Вместе сгребли в набируху-лубянку изрядно помятые ягоды, укрыли сверху листвой. Не получилось дело с пчелиным роем — кузовок спелой малины хоть притащит домой Репа… Впрочем, как же домой? Вантейша Репа, Ванька, Лабутин сын, — это костромич, слободской мальчишка; просто он тут в гостях, на прокорме в Нестерове, у ветхой бабульки Секлетеи. А Башкан, если уж точно сказать, живет на прокорме всего мира. Нищеброд он бездомный, живущий в забросе, отрёпыш, ночующий там, где застанет темная ночь. Башкан, кажись, и слова такие позабыл: дом, домой. Вот свел знакомство с Вантейшей, в Нестерове ночуя, — там и дом был вчера. У бабки Секлетеи, на повети… Дальше пойдет — новый дом, новую дружбу-удачу почнет искать. Может, оплеуху найдет — давно свычен и с оплеухой. Кому побирушки надобны?

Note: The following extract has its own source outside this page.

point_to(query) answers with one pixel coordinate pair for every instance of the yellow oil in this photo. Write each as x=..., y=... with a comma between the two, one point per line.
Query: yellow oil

— Ты кто ж, Башкан, по-настоящему? — бередит рану любопытствующий Репа. — Ты как, сбеглый? Откуда знаешь про «серых зипунов»? Я никому не скажу, верь слову.

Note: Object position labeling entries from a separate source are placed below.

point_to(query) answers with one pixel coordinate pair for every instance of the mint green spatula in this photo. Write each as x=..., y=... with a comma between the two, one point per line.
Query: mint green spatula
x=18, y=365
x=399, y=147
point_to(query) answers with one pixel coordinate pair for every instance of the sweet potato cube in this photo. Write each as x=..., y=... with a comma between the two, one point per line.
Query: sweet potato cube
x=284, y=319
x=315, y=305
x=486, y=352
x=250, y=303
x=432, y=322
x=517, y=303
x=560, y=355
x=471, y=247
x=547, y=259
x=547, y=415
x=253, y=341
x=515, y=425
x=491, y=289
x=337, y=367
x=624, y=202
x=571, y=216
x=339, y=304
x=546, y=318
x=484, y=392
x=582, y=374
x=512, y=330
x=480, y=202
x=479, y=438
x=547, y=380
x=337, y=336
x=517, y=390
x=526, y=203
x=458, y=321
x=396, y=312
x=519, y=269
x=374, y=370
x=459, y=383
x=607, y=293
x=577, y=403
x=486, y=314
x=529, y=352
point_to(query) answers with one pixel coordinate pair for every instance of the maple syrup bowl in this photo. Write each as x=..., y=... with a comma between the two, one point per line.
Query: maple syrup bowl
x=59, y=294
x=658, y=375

— Репа ты конопатая, пискля ты плакида… Лупить станут — с первого визгу скажешь.
— За тебя, что ли, станут лупить?
— Нет, за попова жука. — Башкан глянул настороженно в проем ольховых, в солнечной ряби веток, туда, где у кромки леса начинался лужок. Светлоокая тихая Шача разрезала лужок надвое, а южнее — не окинуть глазом — шла болотистая, ржавая долина поречья.
Проселком спускался с поля вниз какой-то старик.
— Из тех?.. Из овражных?
— Не-ет, — отозвался Репа, всмотревшись. — Этот невредный, знаю: бабульке он дров присылал. Пошли?
Башкан вздохнул:
— Иди, Репа, один: в лесу мне сподручнее ночлег. И тепло, и ягоды-грибы… А за рубаху, брат, за шапку — за твой дар — век буду помнить.
— Да ты что?! Пойдем.
— Нет уж, Вантейша.
Уговорит ли нового приятеля рыжий Репа? Или расстанутся дружки на кромке лесочка? Сидеть-то некогда с ними, читатель: новые знакомства ждут нас. Хоть и жаль, но покинем на приовражном мыске двух пареньков, перенесемся на Шачу, на солнечный простор луговины.
Перед нами скользкий, в бурых суглинных разводьях спуск к реке. Четверо мужиков, предков наших, чинят растрепанный вдрызг мостишко. Как не остановиться здесь, не подслушать речи мужицкие?